Bushnell recognized in Space Wars a game infinitely more interesting than, say, knocking over milk bottles with a softball -- an endeavor popular in the Salt Lake City arcade where he worked every summer between classes; he also recognized that the computer required to control Space Wars cost about $8 million -- a lot more than could conceivably be returned by quarters dropping through a slot.

But Bushnell finally figured out a way to create a game similar to Space Wars in a unit that took up less space than a pinball machine. He called it Computer Space, and it was a huge flop. "Sort of like Asteroids, but way before its time," he says. The next year Bushnell tried again with a game called Pong, which he stuck in the same place, Andy Capp's Bar in Sunnyvale, Calif. This time the machine broke down pretty quickly when the coin box overflowed and shorted out a few circuits. Three years later, in 1975, Atari was selling Pong games that attached to home television sets. Two years later, Atari introduced its Video Computer System. And now there are perhaps 30 firms manufacturing about 325 software game cartridges.

"We were all the typical basement inventors dreaming of getting rich and retiring," says David Crane of Activision, thus far the most successful of the software companies. "Now we get 7,500 letters a week from kids. I haven't really worked in years, so what does retirement mean to me?"

"The world is going to be forced in the future to understand computers," says Bushnell. "What I'm talking about here is computer literacy, getting rid of the fear that a computer can't be dealt with. In this respect, every kid who plays video games is light years ahead of the kid who hasn't.

"One of the things I'm concerned about is that we haven't really gotten girls interested in these things. Pac-Man started to bring girls into the arcades, but now it's been falling off in popularity. The little girl who hasn't played video games is going to be 10 years behind the little boy who has. This may sound silly, but I think parents should drag their little girls into the arcades kicking and screaming, for their own sake."

"The success of these games has radically changed the toy industry," says George Ditomasi, vice president of marketing at Milton Bradley. "They are forcing us to seriously confront the home computer as a major source of tomorrow's gameplay. Two years from now most kids are going to be very familiar with computers, and anybody who doesn't recognize that will be out of business."
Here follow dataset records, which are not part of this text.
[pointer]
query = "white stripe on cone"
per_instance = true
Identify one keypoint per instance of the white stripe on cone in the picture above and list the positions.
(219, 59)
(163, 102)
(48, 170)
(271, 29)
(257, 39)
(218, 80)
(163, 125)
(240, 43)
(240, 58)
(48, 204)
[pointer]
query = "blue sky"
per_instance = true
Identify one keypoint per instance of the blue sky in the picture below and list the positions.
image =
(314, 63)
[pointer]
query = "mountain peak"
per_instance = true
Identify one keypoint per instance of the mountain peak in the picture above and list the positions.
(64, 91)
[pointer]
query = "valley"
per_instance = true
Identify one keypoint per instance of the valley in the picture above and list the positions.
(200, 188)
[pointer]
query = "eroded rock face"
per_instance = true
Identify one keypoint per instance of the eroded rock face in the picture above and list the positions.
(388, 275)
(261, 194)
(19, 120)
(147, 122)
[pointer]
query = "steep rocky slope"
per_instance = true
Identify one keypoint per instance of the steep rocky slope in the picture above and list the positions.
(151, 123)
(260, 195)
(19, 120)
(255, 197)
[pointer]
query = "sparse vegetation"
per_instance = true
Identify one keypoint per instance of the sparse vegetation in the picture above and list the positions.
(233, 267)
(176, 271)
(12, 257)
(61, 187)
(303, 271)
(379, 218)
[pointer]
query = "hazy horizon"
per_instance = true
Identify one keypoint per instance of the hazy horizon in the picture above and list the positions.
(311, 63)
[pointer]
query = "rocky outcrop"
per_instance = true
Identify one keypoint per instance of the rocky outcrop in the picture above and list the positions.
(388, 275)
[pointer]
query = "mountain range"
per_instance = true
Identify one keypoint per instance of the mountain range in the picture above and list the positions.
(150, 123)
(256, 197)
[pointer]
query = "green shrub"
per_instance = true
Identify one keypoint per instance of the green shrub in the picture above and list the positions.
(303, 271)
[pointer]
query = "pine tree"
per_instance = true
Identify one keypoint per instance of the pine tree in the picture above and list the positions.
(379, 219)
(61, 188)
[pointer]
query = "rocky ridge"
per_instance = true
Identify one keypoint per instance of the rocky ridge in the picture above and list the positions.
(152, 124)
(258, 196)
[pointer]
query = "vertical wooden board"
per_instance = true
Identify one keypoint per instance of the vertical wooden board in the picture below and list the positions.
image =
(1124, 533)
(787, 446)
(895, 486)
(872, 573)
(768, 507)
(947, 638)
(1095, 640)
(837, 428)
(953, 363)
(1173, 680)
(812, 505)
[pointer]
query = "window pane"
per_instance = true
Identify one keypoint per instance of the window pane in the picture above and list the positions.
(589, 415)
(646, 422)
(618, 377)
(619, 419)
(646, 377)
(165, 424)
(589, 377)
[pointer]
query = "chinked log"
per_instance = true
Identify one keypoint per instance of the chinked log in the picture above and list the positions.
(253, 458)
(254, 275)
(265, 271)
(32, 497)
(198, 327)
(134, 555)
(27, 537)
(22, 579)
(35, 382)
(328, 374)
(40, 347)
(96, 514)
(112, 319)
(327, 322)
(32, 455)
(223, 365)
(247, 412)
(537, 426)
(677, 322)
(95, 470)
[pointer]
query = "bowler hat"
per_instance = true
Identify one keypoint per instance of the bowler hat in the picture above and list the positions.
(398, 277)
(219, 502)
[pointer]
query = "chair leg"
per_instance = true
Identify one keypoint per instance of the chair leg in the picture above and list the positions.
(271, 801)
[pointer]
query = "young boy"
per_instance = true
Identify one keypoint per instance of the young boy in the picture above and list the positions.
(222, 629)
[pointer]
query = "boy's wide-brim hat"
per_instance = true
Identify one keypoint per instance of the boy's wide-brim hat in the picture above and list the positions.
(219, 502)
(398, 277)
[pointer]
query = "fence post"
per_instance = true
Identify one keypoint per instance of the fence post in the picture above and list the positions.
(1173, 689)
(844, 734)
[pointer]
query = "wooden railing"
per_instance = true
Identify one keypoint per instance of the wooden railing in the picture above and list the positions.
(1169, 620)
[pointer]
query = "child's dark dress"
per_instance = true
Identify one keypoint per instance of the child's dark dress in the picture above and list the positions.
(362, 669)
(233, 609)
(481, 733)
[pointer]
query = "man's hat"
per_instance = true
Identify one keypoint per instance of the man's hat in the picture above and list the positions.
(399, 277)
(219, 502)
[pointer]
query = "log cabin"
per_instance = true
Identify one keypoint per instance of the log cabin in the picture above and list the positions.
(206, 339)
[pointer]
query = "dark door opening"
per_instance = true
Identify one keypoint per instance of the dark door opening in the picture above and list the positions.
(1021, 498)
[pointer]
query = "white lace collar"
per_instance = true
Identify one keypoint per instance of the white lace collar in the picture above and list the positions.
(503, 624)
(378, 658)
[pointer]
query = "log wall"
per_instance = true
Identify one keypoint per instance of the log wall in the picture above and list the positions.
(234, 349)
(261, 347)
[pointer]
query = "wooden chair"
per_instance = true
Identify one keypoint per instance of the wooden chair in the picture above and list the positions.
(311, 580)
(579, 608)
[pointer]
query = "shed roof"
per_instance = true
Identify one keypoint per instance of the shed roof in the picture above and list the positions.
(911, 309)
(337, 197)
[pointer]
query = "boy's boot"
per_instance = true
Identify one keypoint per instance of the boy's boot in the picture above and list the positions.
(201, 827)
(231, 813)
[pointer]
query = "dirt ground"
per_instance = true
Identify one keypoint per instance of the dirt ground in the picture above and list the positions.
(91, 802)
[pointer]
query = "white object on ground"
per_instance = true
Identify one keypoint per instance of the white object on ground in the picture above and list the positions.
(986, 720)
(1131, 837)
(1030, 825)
"I'm into some programming," says David Taylor, who on Monday night, Oct., 11, is sitting with his father in the living room -- right under the letter from the Big Bopper -- watching "That's Incredible" on the television. David says this to appease his father, to intimate something has been gained from all the money he's spent on video games -- couple of hundred bucks, by his estimate; couple of thousand by his father's.

It seems like every other commercial is for some new home video game cartridge. And right now, up on the screen, six guys are battling it out, live and in color, for the Ms. Pac-Man championship title, which carries with it a gold trophy of Ms. Pac-Man herself and a check for $5,000.

There's a faraway look in David's eyes that goes all the way back to those starlit Michigan nights, and dreams beyond the galaxy.